Regulators assure public of financial stability


The central bank-led Financial Stability Coordination Council (FSCC) has issued another public assurance Wednesday, March 9, that financial regulators are aware and handling emerging systemic risks that could impact on the domestic financial sector amid “changing global market conditions”.

The FSCC is the venue for financial market authorities to identify, monitor, manage, and mitigate the build-up of systemic risk in the local financial system.   

During its quarterly meeting, FSCC said it “recognized the fluidity of market conditions and assured the public that it is taking steps to sustain the recovery of the Philippine economy.”

The FSCC said it “also called on the collective effort of its stakeholders as the financial system prepares for global developments which may have systemic risk implications.”

The FSCC is chaired by the Bangko Sentral ng Pilipinas and its members include the Department of Finance, the Insurance Commission, the Securities and Exchange Commission and the Philippine Deposit Insurance Corp.

FSCC meeting with officials from BSP, SEC, IC, PDIC, DOF

In February, the FSCC said improving public health infrastructure especially the logistics side, and resolving supply bottlenecks and climate change issues are crucial factors in dealing with emerging systemic risks amid the pandemic.

The FSCC's latest Financial Stability Report (FSR) which covered the second semester of 2021, said the Philippines’ GDP performance will only get stronger this year but to sustain growth, it has identified four issues that the country must address to ensure a full recovery for the long term.
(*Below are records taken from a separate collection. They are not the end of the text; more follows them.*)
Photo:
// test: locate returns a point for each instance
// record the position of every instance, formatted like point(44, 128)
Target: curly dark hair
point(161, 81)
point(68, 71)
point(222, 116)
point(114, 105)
This includes growth-at-risk and equity to strengthen recovery, aside from public health infrastructure, among others.

While markets have remained fluid, with COVID-19, the world now has supply chain problem because of the lockdowns. Based on the latest FSR, the current supply bottleneck issue and its impact on prices “will not simply fade any time soon (as this) has implications on global inflation” and thus will affect recovery.

On inequality concerns, the FSR noted that “COVID-19’s underlying scars may not be fully reversed by recovery” because of the socio-economic gap which the pandemic forced to the surface.

To address the inequality issue, it goes back to the public health infrastructure and the restoration of the purchasing power for the “poor” or vulnerable sector. “Without this, vulnerable families will not have the wherewithal to move forward and would instead have to depend on national support. This is not a viable option,” said the FSR.